Avanzi d’animali antidiluviani

Vice’fìeld continuava sempre compatto, senza spaccature, ma accennava però a diminuire di spessore, poiché il battello il quale si manteneva a cento metri di profondità, non incontrava più alcun ostacolo e vedeva crescere la zona d’acqua superiore, segno evidente che l’immersione del colosso a poco a poco diminuiva.

S’incontravano però ancora miriadi di frammenti di ghiaccio, che una corrente scendente al sud trascinava verso i climi più miti, facendoli scivolare sotto il banco. Anche qualche pesce appariva nei pressi degli sportelli e così pure qualche foca e la presenza di questi anfibi indicava come il ghiaccio fosse già meno grosso.

Certo lo sgelo doveva essere cominciato anche in quelle alte latitudini, e doveva aver cominciato a sciogliere la gigantesca calotta di ghiaccio che stringeva il polo come entro una morsa.

Già si sentivano delle sorde detonazioni echeggiare di tratto in tratto in mezzo ai ghiacci e quello era un indizio certo dello scioglimento dei colossi polari.

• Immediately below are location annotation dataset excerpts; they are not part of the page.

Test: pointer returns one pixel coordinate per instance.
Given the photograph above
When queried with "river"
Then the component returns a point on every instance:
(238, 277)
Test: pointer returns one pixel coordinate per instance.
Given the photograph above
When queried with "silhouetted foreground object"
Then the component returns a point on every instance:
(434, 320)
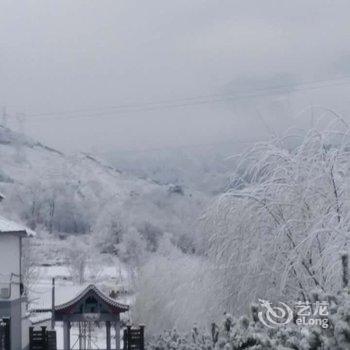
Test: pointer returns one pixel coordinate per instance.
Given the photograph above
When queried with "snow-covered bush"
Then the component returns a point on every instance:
(250, 333)
(174, 290)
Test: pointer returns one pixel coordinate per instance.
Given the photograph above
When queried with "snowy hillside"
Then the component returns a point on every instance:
(77, 194)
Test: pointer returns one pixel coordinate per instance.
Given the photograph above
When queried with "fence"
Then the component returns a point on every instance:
(134, 338)
(5, 334)
(42, 339)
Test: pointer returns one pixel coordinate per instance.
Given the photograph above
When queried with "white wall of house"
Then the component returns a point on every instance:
(10, 262)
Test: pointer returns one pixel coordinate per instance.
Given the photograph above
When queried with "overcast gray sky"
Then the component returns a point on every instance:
(60, 57)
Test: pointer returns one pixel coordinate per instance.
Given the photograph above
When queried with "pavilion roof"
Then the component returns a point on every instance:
(91, 290)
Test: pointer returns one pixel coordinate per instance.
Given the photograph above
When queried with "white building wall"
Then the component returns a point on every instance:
(10, 262)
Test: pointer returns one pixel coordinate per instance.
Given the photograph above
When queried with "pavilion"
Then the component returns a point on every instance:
(90, 306)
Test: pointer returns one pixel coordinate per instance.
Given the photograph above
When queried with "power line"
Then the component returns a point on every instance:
(190, 101)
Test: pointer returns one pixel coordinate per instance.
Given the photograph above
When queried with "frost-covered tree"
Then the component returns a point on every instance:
(174, 290)
(277, 233)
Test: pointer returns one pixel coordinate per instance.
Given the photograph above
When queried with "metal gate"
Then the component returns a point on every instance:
(5, 326)
(42, 339)
(134, 338)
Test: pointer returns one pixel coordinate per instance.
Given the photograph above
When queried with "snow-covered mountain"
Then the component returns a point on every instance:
(77, 194)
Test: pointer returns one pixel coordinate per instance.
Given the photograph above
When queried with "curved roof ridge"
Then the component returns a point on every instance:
(83, 293)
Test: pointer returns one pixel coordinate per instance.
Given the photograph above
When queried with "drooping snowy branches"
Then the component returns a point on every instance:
(278, 232)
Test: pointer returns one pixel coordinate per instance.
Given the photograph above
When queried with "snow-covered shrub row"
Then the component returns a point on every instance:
(249, 333)
(175, 289)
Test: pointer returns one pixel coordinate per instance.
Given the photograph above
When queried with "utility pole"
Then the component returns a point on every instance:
(53, 304)
(4, 116)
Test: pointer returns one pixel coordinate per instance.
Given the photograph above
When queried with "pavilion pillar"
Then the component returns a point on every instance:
(117, 334)
(108, 335)
(66, 335)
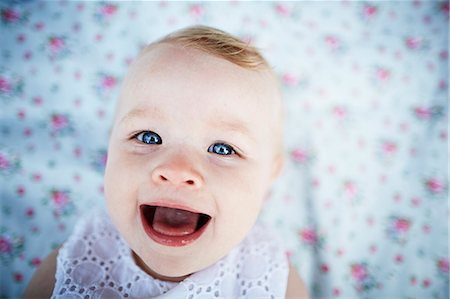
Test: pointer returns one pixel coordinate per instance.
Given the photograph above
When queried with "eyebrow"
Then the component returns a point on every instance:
(139, 112)
(230, 125)
(226, 124)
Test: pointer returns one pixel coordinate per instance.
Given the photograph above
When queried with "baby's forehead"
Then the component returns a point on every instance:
(162, 66)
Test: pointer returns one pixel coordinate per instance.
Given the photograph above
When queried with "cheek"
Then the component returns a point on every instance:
(120, 183)
(242, 192)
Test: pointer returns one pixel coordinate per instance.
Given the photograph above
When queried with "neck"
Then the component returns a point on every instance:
(154, 274)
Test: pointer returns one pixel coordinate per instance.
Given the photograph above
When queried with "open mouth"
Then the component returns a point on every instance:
(172, 226)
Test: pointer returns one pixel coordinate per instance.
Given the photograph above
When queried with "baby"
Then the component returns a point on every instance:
(195, 146)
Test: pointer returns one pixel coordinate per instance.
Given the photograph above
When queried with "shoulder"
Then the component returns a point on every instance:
(43, 280)
(295, 288)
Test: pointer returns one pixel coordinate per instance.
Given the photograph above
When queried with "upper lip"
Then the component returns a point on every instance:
(175, 204)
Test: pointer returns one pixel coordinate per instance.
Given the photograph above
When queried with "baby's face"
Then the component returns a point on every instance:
(192, 154)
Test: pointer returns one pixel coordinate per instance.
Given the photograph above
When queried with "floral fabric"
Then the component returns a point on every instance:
(363, 200)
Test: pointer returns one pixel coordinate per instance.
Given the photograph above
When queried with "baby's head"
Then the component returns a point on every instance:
(195, 146)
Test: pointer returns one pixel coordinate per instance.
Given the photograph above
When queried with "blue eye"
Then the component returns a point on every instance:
(149, 137)
(221, 149)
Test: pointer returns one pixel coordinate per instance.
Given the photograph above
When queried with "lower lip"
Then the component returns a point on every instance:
(174, 241)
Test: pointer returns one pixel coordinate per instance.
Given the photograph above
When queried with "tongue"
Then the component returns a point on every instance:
(174, 222)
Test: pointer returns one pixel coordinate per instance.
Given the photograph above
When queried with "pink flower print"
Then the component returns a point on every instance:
(59, 121)
(389, 147)
(423, 112)
(108, 9)
(197, 10)
(4, 162)
(336, 292)
(299, 155)
(340, 112)
(445, 8)
(59, 198)
(324, 268)
(5, 245)
(359, 272)
(18, 277)
(369, 11)
(435, 185)
(350, 189)
(20, 190)
(9, 15)
(402, 225)
(282, 9)
(29, 212)
(333, 42)
(36, 262)
(290, 79)
(443, 266)
(109, 82)
(383, 74)
(426, 282)
(309, 236)
(414, 42)
(56, 43)
(5, 86)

Per altre sei ore il Taimyr continuò a divorare le miglia senza rinnovare il tentativo per aprirsi il passo attraverso il banco, poi fu bruscamente arrestato da un comando che il timoniere aveva rapidamente trasmesso agli uomini della macchina.

Dalla gabbia di prora aveva scorto una massa enorme, di colore oscuro, disegnarsi all’estremità del fascio luminoso proiettato dalla lampada elettrica ed ignorando cosa fosse, aveva comandato precipitosamente macchina indietro.

L’ingegnere, Orloff ed i due cacciatori che stavano cenando, sentendo il battello ad arrestarsi s’alzarono frettolosamente e si recarono nella gabbia.

– Cosa succede? – chiese l’ingegnere, al marinaio che stava al timone.

– Signore, – rispose questi, – la via ci è chiusa.

– Dai ghiacci?

– No, da una massa oscura che pare sorga dal fondo del mare.

– Un’isola forse?…

– O la costa groenlandese? – disse Orloff.

– Non abbiamo mantenuta una direzione costante?

– Sì, signor Nikirka, – rispose il secondo, – ma la costa può spingersi verso l’ovest.

– Ora lo vedremo: governate verso l’ovest.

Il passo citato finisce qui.